What does Macron's re-election mean for China?
Updated 20:17, 26-Apr-2022
By Yan Shaohua

Editor's Note: Yan Shaohua, PhD, is an associate research fellow at the Institute of International Studies at Fudan University. With Emmanuel Macron re-elected as France's president, Yan argues that Macron's victory is expected to bring at least continuity and stability to China-France ties and China-EU relations amid global uncertainties. The article reflects the author's opinion and not necessarily those of CGTN.

French President Emmanuel Macron's victory over far-right rival Le Pen on Sunday is hailed as a relief not only in Europe but also in China.

Following the German election last September, the French election in 2022 was seen as another decisive event for EU-China relations, which have suffered from turbulence in the past two years.

From a Chinese perspective, there is an urgent need for political leadership to get Europe and EU-China relations out of the current stalemate, and Macron is the ideal figure to offer such leadership.

Macron is the preferred candidate over Le Pen because he takes a more pragmatic approach toward China like Merkel did, and he is one of the few European politicians that embrace a grand vision of strategic autonomy for Europe, which is in line with China's concept of a multipolar world.

At a time of increasing turbulence, the election of a nationalistic Le Pen is certainly not in China's interest. Meanwhile, Macron's victory is expected to bring at least continuity and stability to EU-China relations and generate positive implications for China at the bilateral, European and global level.

At the bilateral level, Macron is supposed to continue his balanced approach toward China, which has contributed to the overall stability of China-France relations during his first term.

Macron once said he would visit China every year during his term. Although this commitment was broken by the COVID-19 pandemic, he is one of the incumbent European leaders that has met with his Chinese counterpart most frequently, signaling a strong political will to maintain high-level dialogue and cooperation with China.
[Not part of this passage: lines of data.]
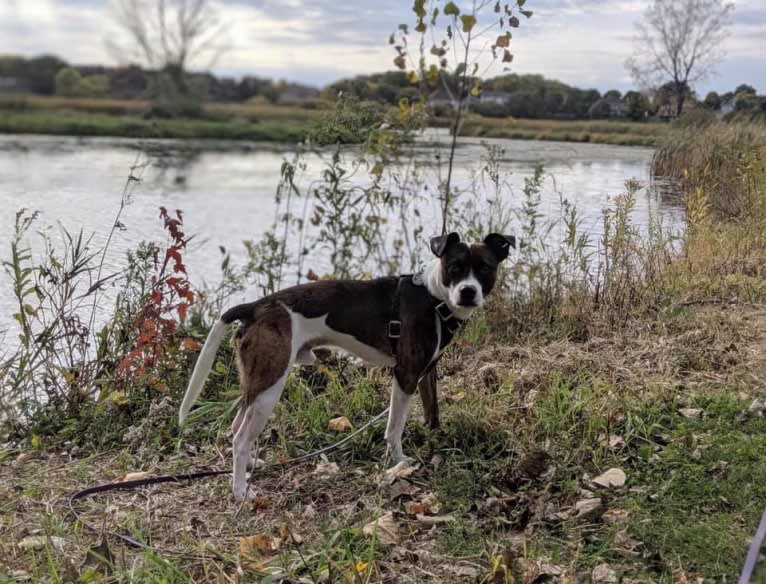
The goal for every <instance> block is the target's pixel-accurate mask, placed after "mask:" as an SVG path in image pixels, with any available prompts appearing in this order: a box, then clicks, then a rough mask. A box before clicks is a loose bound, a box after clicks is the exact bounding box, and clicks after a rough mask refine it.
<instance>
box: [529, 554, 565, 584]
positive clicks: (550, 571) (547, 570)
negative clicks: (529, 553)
mask: <svg viewBox="0 0 766 584" xmlns="http://www.w3.org/2000/svg"><path fill="white" fill-rule="evenodd" d="M563 573H564V568H562V567H561V566H557V565H556V564H554V563H552V562H551V561H550V560H548V559H546V558H538V559H536V560H529V561H527V562H526V565H525V567H524V574H523V576H522V582H523V583H524V584H535V582H544V581H545V580H547V579H548V578H551V577H554V576H561V575H562V574H563Z"/></svg>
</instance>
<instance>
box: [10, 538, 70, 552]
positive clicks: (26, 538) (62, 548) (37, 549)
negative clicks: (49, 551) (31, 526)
mask: <svg viewBox="0 0 766 584" xmlns="http://www.w3.org/2000/svg"><path fill="white" fill-rule="evenodd" d="M48 543H50V545H51V546H53V549H55V550H56V551H58V552H63V551H64V546H65V544H66V540H65V539H64V538H63V537H58V536H55V535H52V536H50V537H47V536H45V535H29V536H27V537H25V538H24V539H22V540H21V541H20V542H19V543H18V544H16V545H18V546H19V547H20V548H21V549H23V550H41V549H44V548H45V547H46V546H47V545H48Z"/></svg>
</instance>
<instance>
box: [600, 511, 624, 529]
mask: <svg viewBox="0 0 766 584" xmlns="http://www.w3.org/2000/svg"><path fill="white" fill-rule="evenodd" d="M601 519H603V520H604V523H606V524H607V525H614V524H616V523H624V522H625V521H627V520H628V512H627V511H626V510H625V509H607V510H606V512H604V514H603V515H602V516H601Z"/></svg>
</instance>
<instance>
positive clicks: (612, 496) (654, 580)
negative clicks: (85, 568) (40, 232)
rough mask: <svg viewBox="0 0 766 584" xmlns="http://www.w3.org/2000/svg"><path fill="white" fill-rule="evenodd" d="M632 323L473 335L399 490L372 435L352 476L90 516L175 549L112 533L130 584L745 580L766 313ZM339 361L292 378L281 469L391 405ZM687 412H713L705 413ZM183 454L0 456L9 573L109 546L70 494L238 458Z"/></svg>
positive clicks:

During a recent call in February 2022, France and China reached a consensus to strengthen cooperation in agriculture, aviation, finance, nuclear energy and green development, etc. Macron's victory is conducive to implementing such a consensus and can tap the potential of China-French bilateral cooperation.

At the European level, Macron will play a vital role in shaping the EU's policy toward China.

As Council Presidency, France bears the major responsibility of dealing with thorny issues such as human rights sanctions, ratification of the EU-China Comprehensive Agreement on Investment (CAI) and the damaged China-Lithuania relations.

Although making breakthroughs on these issues is not very realistic in the short term, France is anticipated to promote positive agendas between the EU and China.

For instance, China has agreed to resume the EU-China Human Rights Dialogue during a recent summit and ratified two international conventions on forced labor last week, which is an apparent move to ease tensions with Europe.  It is up to France to build on the momentum and create conducive conditions for the final approval of the CAI.

As one of the priorities of the French presidency, Africa could be another area where France could promote EU-China cooperation in terms of debt alleviation, COVID-19 vaccination and development cooperation.

At the global level, Macron is an important partner for China in strengthening and revitalizing multilateralism.

Macron has touted multilateralism as a principle of action for French diplomacy and has jointly launched an Alliance for Multilateralism with Germany in 2019.

Macron's diagnosis of the deep crisis of the traditional international order and his call for a "new global balance" also resonate well with China.

As members of the United Nations Security Council (UNSC), France and China have a common interest in promoting multilateralism with the UN at the center.

In view of the inefficiencies of the UNSC over the past years, Macron once supported the idea of a P5 summit of the UNSC to discuss international peace and security issues.

With the Ukraine crisis ongoing, such a summit might prove valuable to the diplomatic solution of the conflict, and there is no better country than France and China to jointly make that happen.